Cette étape, par la voie d’entretiens personnalisés, permet au bénéficiaire de:

  • Prendre connaissance des résultats détaillés de la phase d’investigation ;
  • Recenser les facteurs susceptibles de favoriser ou non la réalisation d’un projet professionnel et, le cas échéant, d’un projet de formation ;
  • Prévoir les principales étapes de la mise en œuvre de ce projet.

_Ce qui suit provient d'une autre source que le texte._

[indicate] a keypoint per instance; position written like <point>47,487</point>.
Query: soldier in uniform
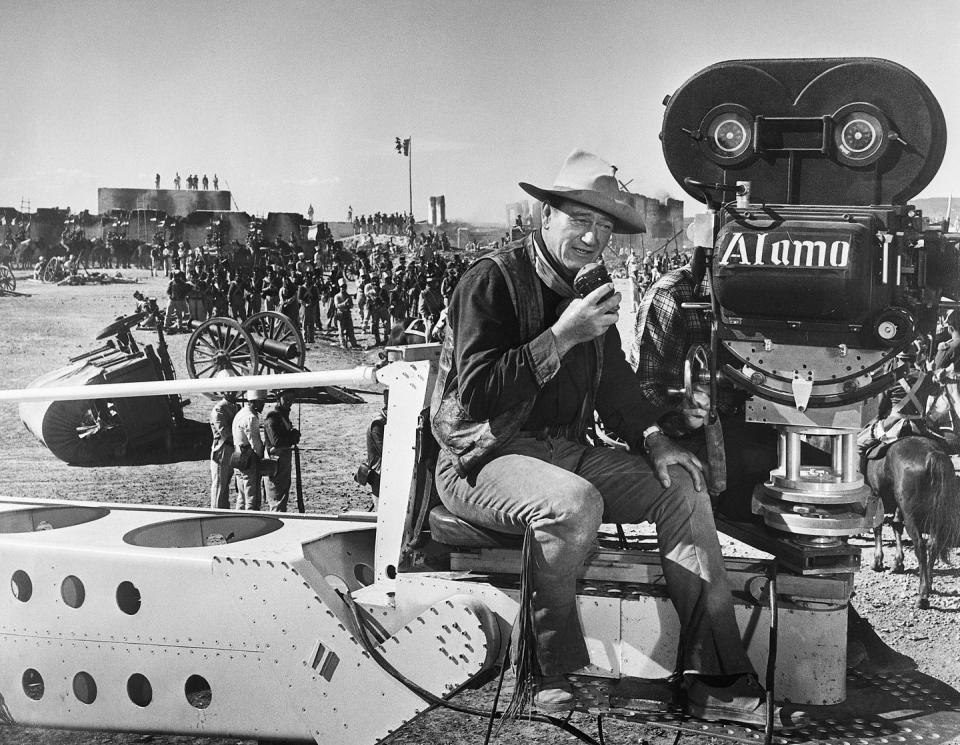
<point>281,437</point>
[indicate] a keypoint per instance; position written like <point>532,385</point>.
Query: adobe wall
<point>233,227</point>
<point>175,202</point>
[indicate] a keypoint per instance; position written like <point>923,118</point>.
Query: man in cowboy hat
<point>248,447</point>
<point>523,367</point>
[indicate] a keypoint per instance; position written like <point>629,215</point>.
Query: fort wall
<point>175,202</point>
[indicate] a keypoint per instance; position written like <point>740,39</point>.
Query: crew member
<point>249,450</point>
<point>221,450</point>
<point>281,437</point>
<point>523,366</point>
<point>663,333</point>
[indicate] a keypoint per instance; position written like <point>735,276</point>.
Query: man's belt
<point>551,431</point>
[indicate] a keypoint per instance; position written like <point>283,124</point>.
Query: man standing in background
<point>281,436</point>
<point>221,451</point>
<point>249,450</point>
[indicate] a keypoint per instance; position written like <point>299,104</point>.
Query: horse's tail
<point>943,516</point>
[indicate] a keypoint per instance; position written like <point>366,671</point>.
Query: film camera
<point>822,275</point>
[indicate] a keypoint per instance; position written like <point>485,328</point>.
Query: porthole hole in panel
<point>72,591</point>
<point>139,690</point>
<point>198,692</point>
<point>32,684</point>
<point>364,574</point>
<point>128,598</point>
<point>84,687</point>
<point>21,585</point>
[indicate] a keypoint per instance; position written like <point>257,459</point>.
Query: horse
<point>916,481</point>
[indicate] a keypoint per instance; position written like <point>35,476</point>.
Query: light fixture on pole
<point>404,147</point>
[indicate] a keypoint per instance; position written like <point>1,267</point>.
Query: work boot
<point>743,701</point>
<point>554,693</point>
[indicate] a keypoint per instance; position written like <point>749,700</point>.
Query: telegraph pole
<point>404,147</point>
<point>409,145</point>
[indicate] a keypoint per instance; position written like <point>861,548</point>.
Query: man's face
<point>575,234</point>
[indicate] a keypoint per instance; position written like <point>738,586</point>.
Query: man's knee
<point>682,497</point>
<point>580,510</point>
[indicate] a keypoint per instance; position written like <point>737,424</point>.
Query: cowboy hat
<point>589,180</point>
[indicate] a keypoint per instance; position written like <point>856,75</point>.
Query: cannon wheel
<point>8,282</point>
<point>51,270</point>
<point>221,344</point>
<point>276,326</point>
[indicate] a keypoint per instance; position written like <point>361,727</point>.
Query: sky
<point>298,103</point>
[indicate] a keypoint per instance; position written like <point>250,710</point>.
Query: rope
<point>524,635</point>
<point>436,700</point>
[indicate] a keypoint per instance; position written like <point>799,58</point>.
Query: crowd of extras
<point>391,286</point>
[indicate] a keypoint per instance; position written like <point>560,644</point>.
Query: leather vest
<point>471,442</point>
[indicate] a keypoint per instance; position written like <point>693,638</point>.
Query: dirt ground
<point>41,332</point>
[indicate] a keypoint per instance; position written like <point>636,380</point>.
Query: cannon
<point>98,430</point>
<point>265,342</point>
<point>343,628</point>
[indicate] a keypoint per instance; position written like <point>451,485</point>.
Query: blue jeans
<point>563,490</point>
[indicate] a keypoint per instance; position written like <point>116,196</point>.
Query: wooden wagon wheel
<point>221,345</point>
<point>8,282</point>
<point>277,327</point>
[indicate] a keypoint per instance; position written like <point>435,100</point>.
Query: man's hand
<point>664,452</point>
<point>695,408</point>
<point>586,318</point>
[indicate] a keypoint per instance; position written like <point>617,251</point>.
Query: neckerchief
<point>548,271</point>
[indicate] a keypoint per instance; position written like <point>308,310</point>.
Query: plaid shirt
<point>663,333</point>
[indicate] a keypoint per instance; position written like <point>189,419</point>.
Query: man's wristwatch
<point>653,429</point>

Durant les trois phases du bilan de compétences, les actions doivent être menées de façon individuelle. Toutefois, certaines actions conduites dans la phase d’investigation peuvent l’être de façon collective, à condition qu’il ne soit pas porté atteinte au respect de la vie privée des bénéficiaires.

La personne qui a bénéficié du bilan est seule destinataire des conclusions détaillées du bilan de compétences qui ne peuvent être communiquées à un tiers qu’avec son accord.

Le congé est assimilé à une période de travail pour la détermination des droits des salariés en matière de congés payés annuels et sa durée est comptabilisée pour le calcul de l’ancienneté.

Le bilan de compétences donne lieu à son issue à la rédaction d’un document de synthèse en vue de définir ou de confirmer un projet professionnel, le cas échéant, un projet de formation.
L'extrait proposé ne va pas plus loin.